Once we got the posterior distribution, for example, we can use posterior mean \(\bar{\theta}\) as a point estimate of \(\theta\):
\[
\begin{align*}
\bar{\theta} = \mathbb{E }[\theta \mid \mathcal{D}] &= \frac{a+y}{(a+y) + (b+N-y)} \\\\
&= \frac{a+y}{a+b+N}.
\end{align*}
\]
Note:
By adjusting hyper-parameters \(a\) and \(b\), we can control the influence of the prior on the posterior.
If \(a\) and \(b\) are small, the posterior mean will closely reflect the data:
\[
\bar{\theta} \approx \frac{y}{N} = \hat{\theta}_{MLE}
\]
while if \(a\) and \(b\) are large, the posterior mean will be more influenced by the prior.
Often we need to check the standard error of our estimate, which is the posterior standard deviation:
\[
\begin{align*}
\text{SE }(\theta) &= \sqrt{\text{Var }[\theta \mid \mathcal{D}]} \\\\
&= \sqrt{\frac{(a+y)(b+N-y)}{(a+b+N)^2(a+b+N+1)}}
\end{align*}
\]
Here, if \(N \gg a, b\), we can simplify the posterior variance as follows:
\[
\begin{align*}
\text{Var }[\theta \mid \mathcal{D}] &\approx \frac{y(N-y)}{(N)^2 N} \\\\
&= \frac{y}{N^2} - \frac{y^2}{N^3} \\\\
&= \frac{\hat{\theta}(1 - \hat{\theta})}{N}
\end{align*}
\]
where \(\hat{\theta} = \frac{y}{N}\) is the MLE.
Thus, the standard error is given by
\[
\text{SE }(\theta) \approx \sqrt{\frac{\hat{\theta}(1 - \hat{\theta})}{N}}.
\]
From (1) and (2), the marginal likelihood is given by the ratio of normalization constants(beta functions)
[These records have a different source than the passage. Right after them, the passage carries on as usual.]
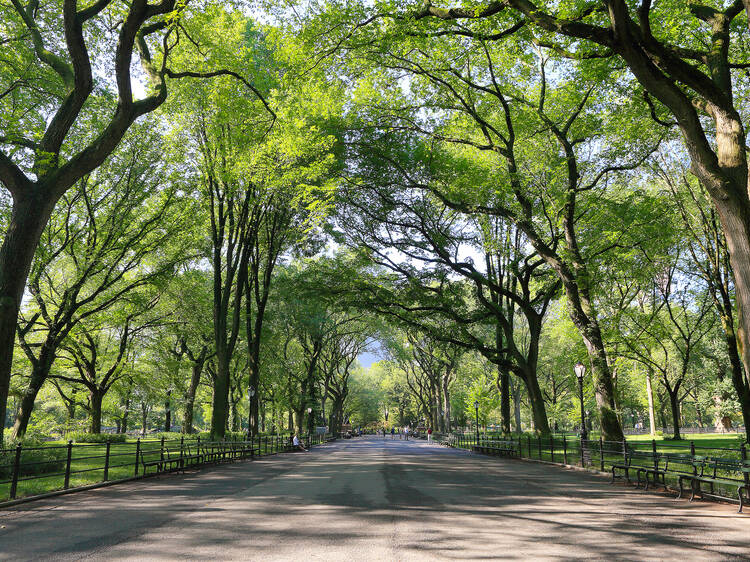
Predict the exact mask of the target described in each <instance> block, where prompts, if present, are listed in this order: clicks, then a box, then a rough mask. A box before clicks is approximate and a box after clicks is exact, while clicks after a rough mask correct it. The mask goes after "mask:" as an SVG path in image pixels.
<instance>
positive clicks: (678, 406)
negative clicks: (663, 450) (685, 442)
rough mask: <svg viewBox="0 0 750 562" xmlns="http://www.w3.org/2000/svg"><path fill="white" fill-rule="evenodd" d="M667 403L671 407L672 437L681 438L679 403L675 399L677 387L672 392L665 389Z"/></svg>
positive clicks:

for the prior and posterior:
\[
p(\mathcal{D}) = \frac{B(a+y,\, b+N-y)}{B(a, b)}.
\]
Note: In general, computing the marginal likelihood is too expensive or impossible, but the conjugate prior allows us to get the
exact marginal likelihood easily. Otherwise, we have to introduce some approximation methods.
Finally, to make predictions for new observations, we use posterior predictive distribution:
\[
p(x_{new} \mid \mathcal{D}) = \int p(x_{new} \mid \theta) p(\theta \mid \mathcal{D}) d\theta.
\]
Again, like computing the marginal likelihood, it is difficult to compute posterior predictive distribution, but in this case,
we can get it easily due to the conjugate prior.
For example, the probability of observing a head in the next coin toss is given by:
\[
\begin{align*}
p(y_{new}=1 \mid \mathcal{D}) &= \int_0 ^1 p(y_{new}=1 \mid \theta) p(\theta \mid \mathcal{D}) d\theta \\\\
&= \int_0 ^1 \theta \text{Beta }(\theta \mid a+y, \, b+N-y) d\theta \\\\
&= \mathbb{E }[\theta \mid \mathcal{D}] \\\\
&= \frac{a+y}{a+b+N}.
\end{align*}
\]
Note: As you can see, the hyper-parameters \(a\) and \(b\) are critical in the whole process of our inference.
In practice, setting up hyper-parameters is one of the most challenging aspects of the project.